FNC Sections 2.1 to 2.5

Andrew Pua

2023-08-24

Learning objectives

Learn Julia through solving systems of linear equations numerically
Get a sense of numerical issues arising from solving systems of linear equations
Learn a measure of computational time

Why bother with systems of linear equations?

Motivating example: Polynomial interpolation (this is a bit different from polynomial fitting)
Numerical issues not encountered when solving by hand:
- Near non-invertibility can create problems.
- Subtractive cancellation shows up here too.

Key theory

Let \(\mathbf{A}\) be an \(n\times n\) matrix, \(\mathbf{x}\) and \(\mathbf{b}\) be \(n\times 1\) vectors.
Task of chapter: Solve for \(\mathbf{x}\) in \(\mathbf{A}\mathbf{x}=\mathbf{b}\).
Easy from the armchair: \(\mathbf{x}=\mathbf{A}^{-1}\mathbf{b}\)
In practice: Takes a lot of time to figure out \(\mathbf{A}^{-1}\) even by hand

A way out

Wouldn’t it be easier to solve a linear system if there are zeros in strategic places?
Example: \[x_1=0,\ x_1+x_2=1\]
In matrices: \[\begin{bmatrix}1 & 0 \\ 1 & 1\end{bmatrix}\begin{bmatrix}x_1\\x_2\end{bmatrix}=\begin{bmatrix}0\\1\end{bmatrix}\]

A way out, more generally

Leads to the ideas of forward substitution and backward substitution!
Find an \(\mathbf{LU}\) factorization of \(\mathbf{A}\) so that \(\mathbf{A}=\mathbf{LU}\).
\(\mathbf{L}\): unit lower triangular matrix; \(\mathbf{U}\): upper triangular matrix.
\(\mathbf{Ax}=\mathbf{b} \implies \mathbf{L}\underbrace{\mathbf{Ux}}_{\mathbf{z}}=\mathbf{b}\).
Solve \(\mathbf{L}\mathbf{z}=\mathbf{b}\) and find \(\mathbf{z}\) first.
Then solve \(\mathbf{Ux}=\mathbf{z}\) and find \(\mathbf{x}\).

Aside: Weaving Julia in Rmd/qmd

Install Julia and the book-specific package FundamentalsNumericalComputation using the instructions here. Take note of the path to the Julia binary (find a folder named bin).
Install the latest version of the R package JuliaCall, otherwise, there will be errors described here. Below you will find a code chunk for installing JuliaCall.

install.packages('devtools') # install if you do not have this package
devtools::install_github('Non-Contradiction/JuliaCall')

Point to the Julia binary to ensure that Julia can work within R.

if (!require('JuliaCall')) stop("You do not have JuliaCall. It can be installed using the following command: devtools::install_github('Non-Contradiction/JuliaCall')")
# change this for your situation
julia_setup(JULIA_HOME = "/home/apua/julia-1.9.2/bin")

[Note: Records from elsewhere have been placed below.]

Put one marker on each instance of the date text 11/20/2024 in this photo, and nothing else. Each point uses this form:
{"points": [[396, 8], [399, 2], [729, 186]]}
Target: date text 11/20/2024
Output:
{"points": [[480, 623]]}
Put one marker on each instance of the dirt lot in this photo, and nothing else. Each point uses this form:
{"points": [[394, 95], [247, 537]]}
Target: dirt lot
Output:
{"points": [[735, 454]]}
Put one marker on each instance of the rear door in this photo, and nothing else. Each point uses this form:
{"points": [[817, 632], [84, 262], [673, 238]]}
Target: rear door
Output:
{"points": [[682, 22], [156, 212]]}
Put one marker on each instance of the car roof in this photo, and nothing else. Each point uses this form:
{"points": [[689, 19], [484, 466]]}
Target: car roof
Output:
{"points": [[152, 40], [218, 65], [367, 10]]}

Example of a Julia code chunk:

a = sqrt(2)

1.4142135623730951

Example of a Julia command inside an R code chunk:

julia_command("a = sqrt(2);")
julia_eval("a")

[1] 1.414214

Learn Julia through Exercise 2.1.2

Problem: Let \(c_1,\ldots,c_4\) be unknown constants. Find a cubic polynomial in \(t\), i.e., \[p\left(t\right)=c_1+c_2t+c_3t^2+c_4t^3\] so that \[p\left(-1\right)=-2,\ p^\prime\left(-1\right)=1,\ p\left(1\right)=0,\ p^\prime\left(1\right)=-1.\]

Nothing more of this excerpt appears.